Lexikon des NTD®

Definitionen und Begriffsklärungen

Hier wird das Verständnis wichtiger Begriffe des Neuen Triadischen Denkens erklärt und, wenn nötig, von anderen Definitionen abgegrenzt.

Definitionen sind für das NTD eine heikle Angelegenheit, weil Begriffe nach seinem Verständnis jeweils nur für eine bestimmte Praxis, mindestens einem Praxistyp, dieselbe Geltung beanspruchen können. Die folgenden Definitionen entspringen einer speziellen epistemologischen Praxis und gelten auch dort. Die meisten Begriff behalten in epistemischer Praxis ihren Sinn. Manche Begriffe behalten ihre Gültigkeit auch bei der Anwendung auf anderen Feldern, andere sind sehr speziell. Übertragungen müssen also geprüft werden und ggfs. sind Modifikationen erforderlich. Es ist mit den Definitionen wie mit allen anderen tools: Ohne Anamnese und Diagnose der Anwendungssituation - also der Art der Praxis -, kein sinnvoller Einsatz.
Um die Übersicht zu erleichtern, werden Verlinkungen von Texten in der Tiefe auf 2 Stufen begrenzt: Links aus einem Lemma des Lexikons auf ein anderes - und auf Texte außerhalb des Lexikons, also z.B. auf die Axiomatik - sind möglich. Ebenso kann man von den verlinkten Objekten auf eine weitere Ebene verwiesen werden. Nach dieser 3. Ebene ist Schluß: Die in den Popups eingepflegten Links werden dann zwar angezeigt, sind aber nicht belegt. Will der Leser sie verfolgen, kann er direkt auf die verlinkten Lemma bzw. andere Texte gehen. Diese Einschränkung gilt nicht für die Verlinkung von Modellen.



Ebenen =

ein Faktor neben den → Beziehungen und → Elementen der kompositionellen → Komplexität. Skalierungseinheit der tektonischen Dimension von 3D-Modellen.
Ebenen werden zur Skalierung der vertikalen Dimension herangezogen. Jede Hierarchie hat z.B. mehr als eine Ebenen. Die, wie auch immer qualifizierte, hierarchische Dimension unterscheidet dann bspw. die Spitze, die mittlere Ebene und die Basis (+, 0, -). Im Denkraum läßt sich die Dimension → Abstraktion in logische Ebenen unterteilen. Jede Ebene besitzt weiterhin strukturelle Komplexität.
In der Fachliteratur gibt es viele Versuche, Ebenen von Modellen zu definieren. Für den Denkraum sind die logischen → Typen wichtig.

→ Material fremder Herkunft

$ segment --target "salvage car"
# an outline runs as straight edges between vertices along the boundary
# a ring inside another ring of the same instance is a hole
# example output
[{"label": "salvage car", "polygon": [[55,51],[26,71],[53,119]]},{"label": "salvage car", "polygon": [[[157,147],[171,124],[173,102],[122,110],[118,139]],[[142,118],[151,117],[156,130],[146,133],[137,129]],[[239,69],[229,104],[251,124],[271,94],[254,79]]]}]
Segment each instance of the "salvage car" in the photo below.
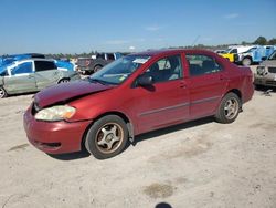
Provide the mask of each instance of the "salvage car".
[{"label": "salvage car", "polygon": [[57,70],[53,60],[26,59],[0,67],[0,98],[36,92],[56,83],[81,79],[76,72]]},{"label": "salvage car", "polygon": [[24,129],[47,154],[84,147],[106,159],[146,132],[206,116],[232,123],[253,92],[251,70],[213,52],[147,51],[39,92],[24,113]]},{"label": "salvage car", "polygon": [[254,84],[258,86],[276,87],[276,51],[262,62],[254,74]]},{"label": "salvage car", "polygon": [[92,74],[99,71],[106,64],[121,58],[121,53],[98,53],[93,58],[78,58],[76,70],[82,74]]}]

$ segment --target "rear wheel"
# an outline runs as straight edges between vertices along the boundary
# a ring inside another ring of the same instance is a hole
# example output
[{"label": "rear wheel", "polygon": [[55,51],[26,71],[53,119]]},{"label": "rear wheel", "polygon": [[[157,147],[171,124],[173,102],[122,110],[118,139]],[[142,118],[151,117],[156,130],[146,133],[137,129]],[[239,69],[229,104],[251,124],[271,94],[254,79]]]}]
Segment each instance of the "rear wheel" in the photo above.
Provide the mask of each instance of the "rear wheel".
[{"label": "rear wheel", "polygon": [[102,70],[102,67],[103,67],[102,65],[96,65],[96,66],[94,67],[94,73],[97,72],[97,71],[99,71],[99,70]]},{"label": "rear wheel", "polygon": [[216,122],[223,124],[234,122],[240,113],[241,106],[241,98],[235,93],[227,93],[222,98],[220,107],[215,114]]},{"label": "rear wheel", "polygon": [[61,83],[67,83],[67,82],[70,82],[70,79],[62,79],[62,80],[59,81],[59,84],[61,84]]},{"label": "rear wheel", "polygon": [[85,148],[98,159],[107,159],[121,153],[128,141],[126,123],[117,115],[96,121],[87,132]]},{"label": "rear wheel", "polygon": [[245,65],[245,66],[251,65],[252,60],[250,58],[244,58],[243,61],[242,61],[242,64]]},{"label": "rear wheel", "polygon": [[0,86],[0,98],[7,97],[7,92],[3,86]]}]

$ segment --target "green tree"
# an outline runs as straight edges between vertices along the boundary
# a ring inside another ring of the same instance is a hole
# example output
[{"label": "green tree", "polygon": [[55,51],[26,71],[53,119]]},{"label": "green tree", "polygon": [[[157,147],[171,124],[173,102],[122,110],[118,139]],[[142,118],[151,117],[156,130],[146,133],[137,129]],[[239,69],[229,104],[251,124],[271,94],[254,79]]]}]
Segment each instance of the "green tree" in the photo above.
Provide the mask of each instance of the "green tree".
[{"label": "green tree", "polygon": [[265,45],[267,44],[267,40],[264,37],[258,37],[257,40],[255,40],[254,44]]},{"label": "green tree", "polygon": [[274,39],[270,39],[269,41],[268,41],[268,44],[276,44],[276,39],[274,38]]}]

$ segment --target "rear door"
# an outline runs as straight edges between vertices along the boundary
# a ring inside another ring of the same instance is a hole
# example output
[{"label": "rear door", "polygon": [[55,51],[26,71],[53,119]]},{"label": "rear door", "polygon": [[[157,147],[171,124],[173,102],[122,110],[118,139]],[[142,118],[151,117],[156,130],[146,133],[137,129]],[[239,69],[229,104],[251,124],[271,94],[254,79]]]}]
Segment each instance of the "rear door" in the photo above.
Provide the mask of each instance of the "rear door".
[{"label": "rear door", "polygon": [[209,54],[185,54],[189,63],[190,116],[213,115],[227,87],[227,73]]},{"label": "rear door", "polygon": [[53,61],[34,61],[35,82],[39,90],[56,84],[60,80],[60,71]]},{"label": "rear door", "polygon": [[4,87],[8,93],[25,93],[36,91],[33,62],[20,62],[10,69],[10,74],[4,76]]}]

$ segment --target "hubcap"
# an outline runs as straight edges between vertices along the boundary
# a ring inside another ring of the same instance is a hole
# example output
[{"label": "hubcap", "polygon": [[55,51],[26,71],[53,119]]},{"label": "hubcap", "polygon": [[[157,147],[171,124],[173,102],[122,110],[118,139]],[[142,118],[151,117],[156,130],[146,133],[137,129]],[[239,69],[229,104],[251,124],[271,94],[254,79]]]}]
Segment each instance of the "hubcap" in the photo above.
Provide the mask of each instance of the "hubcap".
[{"label": "hubcap", "polygon": [[4,96],[4,91],[0,89],[0,98],[2,98],[3,96]]},{"label": "hubcap", "polygon": [[243,60],[243,65],[251,65],[251,60],[250,59]]},{"label": "hubcap", "polygon": [[238,112],[238,102],[236,98],[230,98],[224,105],[224,114],[227,119],[232,119]]},{"label": "hubcap", "polygon": [[61,81],[61,83],[67,83],[68,82],[68,80],[62,80]]},{"label": "hubcap", "polygon": [[96,134],[96,147],[105,154],[117,150],[123,142],[124,131],[116,123],[107,123]]}]

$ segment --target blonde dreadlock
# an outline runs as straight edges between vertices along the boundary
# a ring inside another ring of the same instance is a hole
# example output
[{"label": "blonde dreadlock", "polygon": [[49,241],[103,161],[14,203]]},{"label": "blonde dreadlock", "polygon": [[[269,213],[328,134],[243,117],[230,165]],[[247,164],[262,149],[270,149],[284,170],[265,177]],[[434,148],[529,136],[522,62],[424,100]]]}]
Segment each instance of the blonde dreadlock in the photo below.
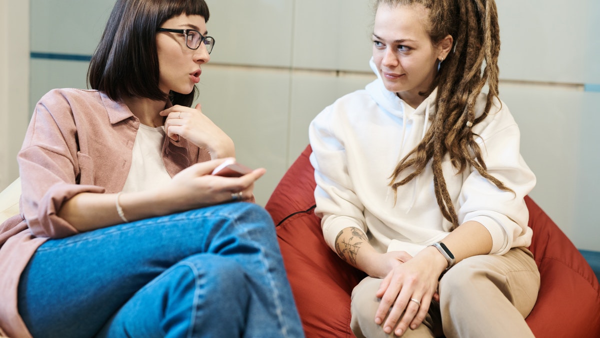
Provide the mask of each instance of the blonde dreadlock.
[{"label": "blonde dreadlock", "polygon": [[[442,170],[446,153],[459,173],[470,166],[499,189],[512,191],[488,173],[475,141],[476,135],[471,130],[488,115],[498,96],[500,29],[496,4],[493,0],[377,0],[376,8],[382,4],[391,7],[422,5],[429,10],[428,33],[434,45],[448,35],[454,40],[454,51],[444,60],[431,88],[427,93],[420,93],[427,96],[438,87],[431,127],[396,166],[389,183],[397,191],[398,186],[421,174],[431,161],[437,204],[454,230],[458,226],[458,216]],[[487,102],[483,114],[476,118],[475,102],[486,83],[489,87]],[[397,182],[400,173],[409,168],[414,171]]]}]

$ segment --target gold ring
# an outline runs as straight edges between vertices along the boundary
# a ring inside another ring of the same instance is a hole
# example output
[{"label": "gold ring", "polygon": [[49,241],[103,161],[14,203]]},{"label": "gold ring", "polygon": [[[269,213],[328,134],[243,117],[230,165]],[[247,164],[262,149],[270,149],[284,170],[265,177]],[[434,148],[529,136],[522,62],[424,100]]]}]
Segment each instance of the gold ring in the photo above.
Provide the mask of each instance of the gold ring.
[{"label": "gold ring", "polygon": [[231,199],[233,201],[239,201],[242,199],[242,192],[232,192],[231,193]]},{"label": "gold ring", "polygon": [[416,303],[416,304],[419,306],[419,307],[421,307],[421,302],[420,301],[415,300],[415,298],[410,298],[410,301]]}]

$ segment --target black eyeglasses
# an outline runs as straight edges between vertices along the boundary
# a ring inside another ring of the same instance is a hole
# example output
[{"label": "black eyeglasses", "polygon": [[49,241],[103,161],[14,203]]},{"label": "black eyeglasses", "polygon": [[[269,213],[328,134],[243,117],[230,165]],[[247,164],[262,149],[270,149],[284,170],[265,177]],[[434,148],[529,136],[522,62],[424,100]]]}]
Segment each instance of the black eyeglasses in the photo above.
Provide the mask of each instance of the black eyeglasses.
[{"label": "black eyeglasses", "polygon": [[179,33],[185,37],[185,46],[190,49],[196,50],[200,47],[200,44],[204,43],[206,46],[206,51],[210,54],[212,48],[215,46],[215,39],[211,36],[204,36],[198,31],[194,29],[171,29],[170,28],[158,28],[159,32],[170,32]]}]

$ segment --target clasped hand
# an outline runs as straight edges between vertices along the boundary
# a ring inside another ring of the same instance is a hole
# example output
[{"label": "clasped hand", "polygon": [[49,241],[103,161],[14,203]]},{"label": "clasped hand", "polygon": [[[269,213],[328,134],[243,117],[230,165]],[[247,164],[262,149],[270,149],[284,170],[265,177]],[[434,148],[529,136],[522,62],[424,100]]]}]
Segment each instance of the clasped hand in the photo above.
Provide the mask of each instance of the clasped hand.
[{"label": "clasped hand", "polygon": [[[390,256],[400,255],[389,260]],[[383,324],[383,331],[402,336],[409,327],[416,328],[425,319],[431,300],[439,300],[437,293],[439,274],[431,268],[424,254],[414,257],[403,251],[383,254],[391,264],[376,296],[381,301],[375,322]]]},{"label": "clasped hand", "polygon": [[233,194],[239,192],[240,200],[252,198],[254,182],[266,170],[259,168],[239,177],[211,175],[215,168],[226,159],[197,163],[173,176],[164,192],[173,207],[182,211],[230,201]]},{"label": "clasped hand", "polygon": [[233,142],[202,113],[200,103],[194,108],[175,105],[160,112],[166,116],[164,130],[175,141],[182,137],[199,147],[205,147],[212,159],[235,156]]}]

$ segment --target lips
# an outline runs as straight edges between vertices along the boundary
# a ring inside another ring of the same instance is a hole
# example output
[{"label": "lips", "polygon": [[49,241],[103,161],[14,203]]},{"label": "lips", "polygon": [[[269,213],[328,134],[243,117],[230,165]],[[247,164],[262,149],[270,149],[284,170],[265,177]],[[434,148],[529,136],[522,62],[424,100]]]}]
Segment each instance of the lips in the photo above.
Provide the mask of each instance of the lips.
[{"label": "lips", "polygon": [[199,69],[190,74],[190,77],[191,78],[191,80],[194,82],[194,83],[197,84],[200,82],[200,75],[202,73],[202,70],[201,69]]},{"label": "lips", "polygon": [[382,75],[384,78],[390,80],[395,80],[403,75],[403,74],[396,74],[394,73],[387,73],[385,72],[382,72]]}]

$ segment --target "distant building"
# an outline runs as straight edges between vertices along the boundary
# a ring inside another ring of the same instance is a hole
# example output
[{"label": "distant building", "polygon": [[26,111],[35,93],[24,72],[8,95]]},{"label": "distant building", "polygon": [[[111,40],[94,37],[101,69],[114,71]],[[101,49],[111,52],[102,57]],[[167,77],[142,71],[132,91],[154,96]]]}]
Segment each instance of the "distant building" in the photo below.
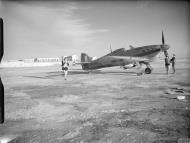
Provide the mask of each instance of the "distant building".
[{"label": "distant building", "polygon": [[34,58],[34,62],[59,62],[60,58]]}]

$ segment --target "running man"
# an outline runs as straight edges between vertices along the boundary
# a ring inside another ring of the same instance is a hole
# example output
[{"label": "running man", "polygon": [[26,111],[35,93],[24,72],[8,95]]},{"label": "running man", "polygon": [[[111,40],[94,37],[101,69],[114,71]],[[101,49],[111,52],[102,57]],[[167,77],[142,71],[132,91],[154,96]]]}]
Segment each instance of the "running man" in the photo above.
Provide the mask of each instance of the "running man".
[{"label": "running man", "polygon": [[67,80],[67,74],[68,74],[68,69],[69,69],[68,68],[69,67],[69,63],[67,61],[67,57],[65,57],[64,60],[62,58],[61,66],[62,66],[62,70],[64,72],[64,78],[65,78],[65,80]]},{"label": "running man", "polygon": [[169,60],[168,55],[165,58],[165,68],[166,68],[166,74],[168,74],[169,69],[170,69],[170,60]]},{"label": "running man", "polygon": [[173,57],[170,60],[170,63],[172,63],[173,74],[175,73],[175,62],[175,54],[173,54]]}]

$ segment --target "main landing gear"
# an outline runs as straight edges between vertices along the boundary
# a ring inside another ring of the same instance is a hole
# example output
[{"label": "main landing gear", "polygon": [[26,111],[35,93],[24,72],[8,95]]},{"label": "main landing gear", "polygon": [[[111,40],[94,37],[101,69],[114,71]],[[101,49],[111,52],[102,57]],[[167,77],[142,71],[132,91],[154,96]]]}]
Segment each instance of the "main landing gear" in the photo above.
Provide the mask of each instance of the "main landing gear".
[{"label": "main landing gear", "polygon": [[147,67],[145,68],[144,72],[145,74],[151,74],[153,68],[150,65],[146,65]]}]

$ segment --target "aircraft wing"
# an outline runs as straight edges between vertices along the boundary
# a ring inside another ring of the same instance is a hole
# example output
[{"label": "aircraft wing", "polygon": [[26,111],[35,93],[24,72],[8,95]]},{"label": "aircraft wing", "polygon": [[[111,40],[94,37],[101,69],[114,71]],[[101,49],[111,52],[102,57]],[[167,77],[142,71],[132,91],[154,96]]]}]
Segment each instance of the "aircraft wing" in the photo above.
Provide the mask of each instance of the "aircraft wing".
[{"label": "aircraft wing", "polygon": [[150,62],[150,59],[142,58],[142,57],[128,57],[128,56],[109,56],[113,59],[122,59],[122,60],[129,60],[129,61],[135,61],[135,62]]}]

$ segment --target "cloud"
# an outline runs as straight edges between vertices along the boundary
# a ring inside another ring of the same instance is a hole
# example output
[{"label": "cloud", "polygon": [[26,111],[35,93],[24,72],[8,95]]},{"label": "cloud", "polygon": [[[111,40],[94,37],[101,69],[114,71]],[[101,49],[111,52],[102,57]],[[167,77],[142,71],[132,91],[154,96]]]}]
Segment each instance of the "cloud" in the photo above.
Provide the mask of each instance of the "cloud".
[{"label": "cloud", "polygon": [[4,2],[3,6],[7,46],[25,55],[75,50],[108,32],[92,29],[88,19],[77,14],[80,6],[74,2]]}]

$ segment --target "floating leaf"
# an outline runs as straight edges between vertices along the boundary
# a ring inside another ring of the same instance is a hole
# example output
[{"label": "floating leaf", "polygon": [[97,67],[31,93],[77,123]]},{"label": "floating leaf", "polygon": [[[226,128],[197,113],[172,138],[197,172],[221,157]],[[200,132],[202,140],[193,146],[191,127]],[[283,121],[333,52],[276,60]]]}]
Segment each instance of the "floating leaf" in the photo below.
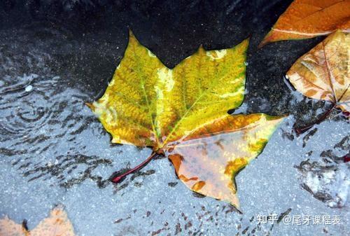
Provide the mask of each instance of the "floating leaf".
[{"label": "floating leaf", "polygon": [[238,205],[235,174],[264,148],[279,117],[228,115],[244,95],[248,41],[221,50],[202,47],[165,67],[131,34],[106,92],[89,106],[112,142],[165,154],[192,190]]},{"label": "floating leaf", "polygon": [[336,32],[299,58],[287,72],[304,96],[329,101],[350,111],[350,35]]},{"label": "floating leaf", "polygon": [[61,207],[53,209],[48,218],[33,230],[18,224],[8,217],[0,219],[0,236],[74,236],[73,225]]},{"label": "floating leaf", "polygon": [[260,44],[350,31],[350,1],[295,0]]}]

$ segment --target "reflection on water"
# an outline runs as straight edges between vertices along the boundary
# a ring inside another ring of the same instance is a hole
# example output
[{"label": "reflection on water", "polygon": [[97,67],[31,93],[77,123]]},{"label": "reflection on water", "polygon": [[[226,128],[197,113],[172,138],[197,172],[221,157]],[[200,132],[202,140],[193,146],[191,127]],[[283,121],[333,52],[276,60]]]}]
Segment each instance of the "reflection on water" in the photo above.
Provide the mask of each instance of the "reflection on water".
[{"label": "reflection on water", "polygon": [[80,154],[89,153],[92,137],[104,135],[85,108],[88,95],[67,88],[59,76],[8,76],[1,81],[0,154],[10,157],[29,181],[54,177],[69,188],[90,179],[104,186],[106,180],[92,172],[111,160]]}]

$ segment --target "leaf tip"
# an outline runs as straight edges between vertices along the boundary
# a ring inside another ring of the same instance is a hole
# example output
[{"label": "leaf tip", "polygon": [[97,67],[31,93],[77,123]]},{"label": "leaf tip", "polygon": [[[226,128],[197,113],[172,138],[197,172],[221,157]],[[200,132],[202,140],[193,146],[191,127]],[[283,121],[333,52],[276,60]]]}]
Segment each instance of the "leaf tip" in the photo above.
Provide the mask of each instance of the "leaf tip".
[{"label": "leaf tip", "polygon": [[94,106],[93,104],[85,102],[85,105],[88,106],[91,109],[91,111],[94,111]]}]

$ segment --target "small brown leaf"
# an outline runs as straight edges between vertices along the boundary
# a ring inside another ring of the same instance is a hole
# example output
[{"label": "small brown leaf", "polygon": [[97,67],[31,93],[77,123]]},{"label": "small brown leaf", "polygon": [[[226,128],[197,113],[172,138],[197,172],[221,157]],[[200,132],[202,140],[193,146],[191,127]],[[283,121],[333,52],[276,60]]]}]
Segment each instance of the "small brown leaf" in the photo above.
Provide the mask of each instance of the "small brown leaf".
[{"label": "small brown leaf", "polygon": [[349,53],[350,35],[335,32],[299,58],[287,76],[304,96],[332,102],[349,111]]},{"label": "small brown leaf", "polygon": [[74,236],[73,225],[62,207],[53,209],[50,216],[35,228],[27,230],[8,217],[0,219],[0,236]]},{"label": "small brown leaf", "polygon": [[282,40],[314,38],[337,29],[350,31],[350,1],[295,0],[259,47]]}]

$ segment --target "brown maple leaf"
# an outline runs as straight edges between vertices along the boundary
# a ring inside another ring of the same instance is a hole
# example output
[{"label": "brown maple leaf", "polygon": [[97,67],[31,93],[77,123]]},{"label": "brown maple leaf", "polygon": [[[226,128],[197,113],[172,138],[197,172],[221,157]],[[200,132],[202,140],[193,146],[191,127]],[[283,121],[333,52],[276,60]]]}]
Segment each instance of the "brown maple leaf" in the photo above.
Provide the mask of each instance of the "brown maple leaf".
[{"label": "brown maple leaf", "polygon": [[350,1],[295,0],[259,45],[350,31]]},{"label": "brown maple leaf", "polygon": [[28,230],[8,216],[0,219],[0,236],[74,236],[73,225],[62,207],[57,207],[36,227]]}]

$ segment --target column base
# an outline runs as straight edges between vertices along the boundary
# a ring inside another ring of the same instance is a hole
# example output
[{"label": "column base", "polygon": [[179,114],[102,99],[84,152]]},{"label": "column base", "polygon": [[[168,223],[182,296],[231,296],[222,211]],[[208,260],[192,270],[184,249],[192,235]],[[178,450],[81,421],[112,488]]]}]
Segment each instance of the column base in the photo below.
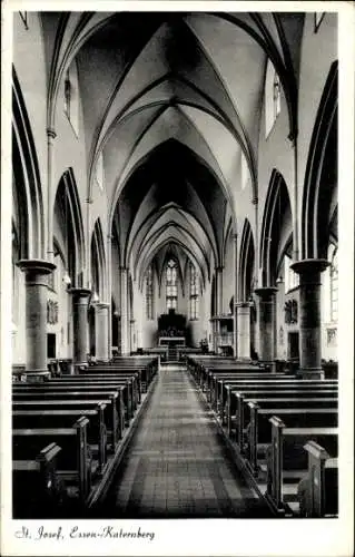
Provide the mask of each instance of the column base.
[{"label": "column base", "polygon": [[259,360],[257,363],[259,365],[265,365],[265,367],[269,368],[270,373],[276,373],[276,362],[274,362],[273,360],[272,361]]},{"label": "column base", "polygon": [[72,374],[79,375],[80,371],[83,371],[89,368],[88,362],[75,362],[72,364]]},{"label": "column base", "polygon": [[24,372],[27,383],[43,383],[50,379],[49,371],[26,371]]},{"label": "column base", "polygon": [[300,379],[324,379],[324,370],[322,368],[299,369],[296,375]]}]

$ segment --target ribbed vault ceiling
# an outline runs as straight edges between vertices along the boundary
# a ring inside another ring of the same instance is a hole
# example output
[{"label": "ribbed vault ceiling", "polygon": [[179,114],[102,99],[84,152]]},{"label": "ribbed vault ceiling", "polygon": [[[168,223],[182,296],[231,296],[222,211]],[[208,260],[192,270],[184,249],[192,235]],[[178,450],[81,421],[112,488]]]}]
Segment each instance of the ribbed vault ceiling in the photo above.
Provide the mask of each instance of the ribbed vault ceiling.
[{"label": "ribbed vault ceiling", "polygon": [[[296,133],[303,16],[45,13],[49,121],[65,68],[77,60],[92,187],[102,155],[121,260],[139,281],[166,254],[220,264],[236,214],[241,154],[250,199],[266,59],[277,69]],[[185,263],[184,263],[185,262]],[[160,266],[159,266],[160,265]],[[181,271],[183,272],[183,271]]]}]

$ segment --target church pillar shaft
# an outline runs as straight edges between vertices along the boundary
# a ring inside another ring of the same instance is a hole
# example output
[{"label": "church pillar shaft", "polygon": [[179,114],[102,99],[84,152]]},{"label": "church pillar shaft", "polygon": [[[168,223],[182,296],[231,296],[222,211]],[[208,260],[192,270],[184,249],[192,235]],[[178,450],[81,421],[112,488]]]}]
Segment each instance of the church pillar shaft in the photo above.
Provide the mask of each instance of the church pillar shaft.
[{"label": "church pillar shaft", "polygon": [[233,268],[234,268],[234,328],[233,328],[233,352],[235,358],[238,355],[238,236],[234,235],[234,260],[233,260]]},{"label": "church pillar shaft", "polygon": [[52,185],[52,174],[53,174],[53,141],[57,137],[56,131],[52,128],[47,129],[47,257],[49,262],[55,261],[53,253],[53,185]]},{"label": "church pillar shaft", "polygon": [[109,361],[109,307],[103,302],[95,306],[96,360],[100,362]]},{"label": "church pillar shaft", "polygon": [[237,356],[240,360],[250,360],[250,303],[238,302],[237,312]]},{"label": "church pillar shaft", "polygon": [[26,273],[26,371],[33,379],[46,378],[47,370],[47,286],[56,265],[42,260],[21,260]]},{"label": "church pillar shaft", "polygon": [[321,273],[325,260],[304,260],[292,265],[299,275],[299,374],[304,379],[324,377],[321,339]]},{"label": "church pillar shaft", "polygon": [[71,289],[72,325],[73,325],[73,364],[88,363],[88,302],[91,291],[88,289]]},{"label": "church pillar shaft", "polygon": [[255,290],[259,296],[259,360],[272,364],[275,360],[275,287],[264,287]]},{"label": "church pillar shaft", "polygon": [[223,313],[223,267],[216,267],[217,315]]},{"label": "church pillar shaft", "polygon": [[121,354],[129,354],[128,268],[120,267]]}]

Alle Taxonomien, wie das Periodensystem der Elemente oder die biologischen Klassifikationen (Art, Gattung, Familie, Ordnung, Klasse) unterstellen eine Ordnung in der Welt. Auch diejenigen Weltanschauungen, die den Dingen eine solche Ordnung absprechen und die Typen als bloße Produkte des Denkens begreifen, unterscheiden Abstraktionsebenen.
Am eingängigsten ist vielleicht die hierarchische Skalierung des Ebenenparameters im Koordinatenraum der Biologie:  Die sog. obligatorischen Kategorien der biologischen Klassifikation sind in aufsteigender Folge Art (Species), Gattung (Genus), Familie (Familia), Ordnung (Ordo), Klasse (Classis), Stamm (Phylum). Dazu kommen viele Zwischenkategorien. Carl Linné führte sie 1735 unter dem Titel Systema naturæ, sive regna tria naturæ systematice proposita per classes, ordines, genera, & species , cum characteribus, differentiis, synonymis, locis ein. ( Leiden)

Das triadische Denken übernimmt das in vielen Wissenschaften und der Logik genutzte Mehrebenenmodell und damit die Feststellung, daß das zu erklärende Phänomen auf einer anderen Ebene als die erklärenden Faktoren liegt.
Sobald wir uns dem Parameter Ebenen zuwenden, verlassen die Triadiker die Fläche des ein- und zweidimensionalen Denkens und führen einen Parameter für die Höhe ein. Aus dem Grundriß des Hauses wird ein Aufriß, das Gedankengebäude erhält Etagen.